Während jeder von uns bei den Rennen bei Tageslicht den Zeitplan im Kopf hat (Moto3 in der Früh ab 9 Uhr, am Samstag irgendwann ab 13.10 Uhr Qualifying, herrscht in Katar Blindflug.
Alles wird hier auf den Kopf gestellt. Man muss sich zwingen, nicht um 14 Uhr im Fahrerlager zu erscheinen, es wäre eh kein Fahrer da, alle bleiben bis 17 Uhr im Hotel, die befinden sich nur 20 Minuten entfernt, Rush Hour gibt’s keine. Zuschauer auf der Tribüne im Training – mit freiem Auge war keiner zu sehen.
Man verliert hier völlig die zeitliche Orientierung. Philipp Öttl sass gestern am Freitag 40 Minuten nach seinem Moto3-Training noch im Leder in der Box. Ich denke: Der zieht sich halt bis zum zweiten Moto3-Training nicht um. Er klärt mich auf: «Wir fahren heute gar nicht mehr.»
Oh, sorry, die zwei kleinen Klassen übten am Donnerstag zweimal, die MotoGP einmal, am Freitag ist es umgekehrt. Ich präge mir ein: Samstag Qualifying für die zwei kleinen Klassen und danach Warm-up. MotoGP heute Samstag: 4. Freies Training, dann Q1 und Q2. In Europa rührt sich danach kein GP-Motor mehr. Anders in der Wüste: Um 21.40 Uhr Ortszeit beginnen die Warm-Up-Trainings für Moto3 und Moto2.

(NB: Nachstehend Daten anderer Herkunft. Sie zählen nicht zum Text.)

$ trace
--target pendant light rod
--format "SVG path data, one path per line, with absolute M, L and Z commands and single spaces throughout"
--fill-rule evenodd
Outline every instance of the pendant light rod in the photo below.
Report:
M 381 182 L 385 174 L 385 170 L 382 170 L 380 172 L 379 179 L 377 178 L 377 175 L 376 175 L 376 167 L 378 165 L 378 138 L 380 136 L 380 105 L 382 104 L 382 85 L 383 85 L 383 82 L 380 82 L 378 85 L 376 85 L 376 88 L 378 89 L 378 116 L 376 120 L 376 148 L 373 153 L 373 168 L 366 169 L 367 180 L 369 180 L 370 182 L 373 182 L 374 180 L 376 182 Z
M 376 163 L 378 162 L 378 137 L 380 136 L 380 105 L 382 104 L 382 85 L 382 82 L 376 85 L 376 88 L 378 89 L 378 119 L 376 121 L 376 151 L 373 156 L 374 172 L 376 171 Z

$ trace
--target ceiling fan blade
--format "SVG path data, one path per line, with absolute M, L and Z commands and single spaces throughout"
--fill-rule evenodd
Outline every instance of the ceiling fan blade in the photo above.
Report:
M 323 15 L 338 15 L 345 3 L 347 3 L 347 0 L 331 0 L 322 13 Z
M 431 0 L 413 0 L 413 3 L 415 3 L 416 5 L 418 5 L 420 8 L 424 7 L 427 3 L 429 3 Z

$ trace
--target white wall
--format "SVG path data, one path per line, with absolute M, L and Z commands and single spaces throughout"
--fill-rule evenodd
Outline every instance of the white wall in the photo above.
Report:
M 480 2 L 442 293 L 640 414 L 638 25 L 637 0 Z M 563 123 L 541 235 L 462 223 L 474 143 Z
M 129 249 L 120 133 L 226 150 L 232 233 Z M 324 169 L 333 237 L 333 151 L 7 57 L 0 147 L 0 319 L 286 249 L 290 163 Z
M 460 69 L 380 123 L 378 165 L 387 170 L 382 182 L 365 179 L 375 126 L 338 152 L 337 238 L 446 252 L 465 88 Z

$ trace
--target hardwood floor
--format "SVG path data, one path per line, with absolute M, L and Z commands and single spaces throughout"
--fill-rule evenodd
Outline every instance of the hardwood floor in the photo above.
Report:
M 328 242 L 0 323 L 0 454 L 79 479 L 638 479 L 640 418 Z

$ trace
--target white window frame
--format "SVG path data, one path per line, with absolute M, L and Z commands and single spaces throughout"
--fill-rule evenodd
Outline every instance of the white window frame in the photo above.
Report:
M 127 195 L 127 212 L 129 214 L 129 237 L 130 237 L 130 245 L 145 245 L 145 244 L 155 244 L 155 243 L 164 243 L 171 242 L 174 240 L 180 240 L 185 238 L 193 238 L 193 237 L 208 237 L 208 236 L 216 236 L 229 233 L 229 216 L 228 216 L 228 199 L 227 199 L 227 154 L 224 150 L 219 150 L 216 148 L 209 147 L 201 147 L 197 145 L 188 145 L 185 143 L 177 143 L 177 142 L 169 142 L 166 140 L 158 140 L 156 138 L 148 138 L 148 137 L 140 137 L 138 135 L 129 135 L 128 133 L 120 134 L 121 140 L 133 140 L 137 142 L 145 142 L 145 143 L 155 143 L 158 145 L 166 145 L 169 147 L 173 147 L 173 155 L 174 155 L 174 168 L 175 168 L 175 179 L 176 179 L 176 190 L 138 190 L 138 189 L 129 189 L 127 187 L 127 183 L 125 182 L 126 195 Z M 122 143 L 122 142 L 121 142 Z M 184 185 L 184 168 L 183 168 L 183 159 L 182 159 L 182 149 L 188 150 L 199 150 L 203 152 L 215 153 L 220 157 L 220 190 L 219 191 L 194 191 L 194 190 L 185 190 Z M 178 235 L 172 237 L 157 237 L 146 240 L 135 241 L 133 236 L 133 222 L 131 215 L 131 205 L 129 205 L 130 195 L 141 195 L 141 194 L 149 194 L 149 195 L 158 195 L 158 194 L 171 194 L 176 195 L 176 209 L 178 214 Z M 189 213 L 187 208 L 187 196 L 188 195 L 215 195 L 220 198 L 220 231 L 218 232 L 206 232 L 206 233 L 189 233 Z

Irgendwann um 21.40 Uhr ist es gestern verdächtig still geworden. Ich hörte keine Motorengeräusche mehr. Ah, jetzt ist Feierabend. Plötzlich wieder Motorenlärm, aber die Fotografen sitzen alle im Pressebüro? Es läuft das zweite Rennen zu katarischen Superbike-Meisterschaft!
Die Pause wird geopfert
Die in Europa übliche Mittagspause wird in Katar geopfert. Lieber eine Stunde früher ins Bett, heisst die Devise. Wann soll man also zwischen Mittagessen (14 Uhr) und Heimgehen (2 Uhr) eine kleine Verpflegung zu sich nehmen? Am Donnerstag spendiert das Dynavolt-Intact-Team zwischendurch ein Sandwich, am Freitag rettet mich Ducati mit einem Teller Pasta vor einem Hungerast.
Ich erlebe mein sechstes «Night Race», erstmals habe ich keine Printausgabe zu bedienen, dafür wird unser Internet-Portal SPEEDWEEK.com rund um die Uhr mit frischen Zitaten, Kolumnen und News beliefert. Inzwischen erlebe ich die Nachtfahrten der Fürsten der Dunkelheit mit mehr Gelassenheit.
Ich schlafwandle hinter den Boxen gezielt durchs Fahrerlager. Überall findet man auskunftsfreudige Gesprächspartner. Man notiert sich, wer in welcher Box haust, welcher Fahrer in welchem Office-Container zu finden ist. Ich stecke mir lokale Währung (sie heisst Ryal) ein, um mal hinter der Box einen vernünftigen Kaffee trinken zu können.
Wie gesagt: Um 02.00 Uhr packte ich letzte Nacht ein. Nein, ich komme mir nicht vor wie nach einer durchzechten Nacht. Durch die konzentrierte Arbeit macht sich keine Müdigkeit breit. Im Hotel lese ich um 3 Uhr noch ein bisschen in einem Radmagazin. Um 10 Uhr treffe ich Stefan Bradls Trainer Egon Gulich zum Frühstück. Stefan erscheint bestens ausgeschlafen um 11 Uhr.
So ein Nacht-GP hat auch seine Vorzüge. Man könnte jetzt fünf Stunden am Pool liegen. Aber es ist windig und bewölkt. Also sitze ich im 19. Stock mit Blick aufs Meer und verdiene meinen Lebensunterhalt. Das Wort Arbeit ist in diesem Zusammenhang unangebracht; das wäre eine glorifizierte Beschreibung meiner Tätigkeit.
Und ich bin dankbar, dass der Zeitplan hier inzwischen etwas menschlicher gestaltet wurde. Auch für den Sonntag. Im ersten Jahr habe ich das Media Centre erst am Montag um 06.35 Uhr verlassen.
Damals erkundigte ich mich bei meinem Kollegen Michael Scott, der gleichzeitig einpackte: «Michael, have you finished?» Seine schlagfertige Antwort damals: «I have finished – and I am finished.» Trappatoni würde sagen: «Ich habe fertig – und ich bin fertig.»
Ist es senile Bettflucht?
03.30 Uhr Licht abdrehen, 9 Uhr aufstehen. Alltag für mich in Katar. MotoGP-Rennbeginn am Sonntag um 22 Uhr Ortsteit, nachher Interviews bis 1 Uhr, schätze ich. Dann schreiben. Man mutiert zum Nachtmenschen. Eigentlich könnte ich am Montag vom Media Centre direkt zum Flughaben fahren.
Warum schläft man hier bis Sonntag nicht einfach bis Mittag durch? Das lässt die innere Uhr nicht zu. Oder senile Bettflucht in Reinkultur? Ist mein Biorhythmus gestört? Oder in der Wüste gar aus meinem Körper entwichen?
Zum Glück haben wir nicht 18 Nachtrennen. Eines reicht. Sonst würde ich womöglich ganzjährig in der New Yorker Zeitzone leben.
Von 3. bis 5. Mai findet in Jerez der erste Europa-GP statt. Hoffentlich finde ich bis dahin in die mitteleuropäische Zeitzone zurück. Und all die andern Schlafwandler auch.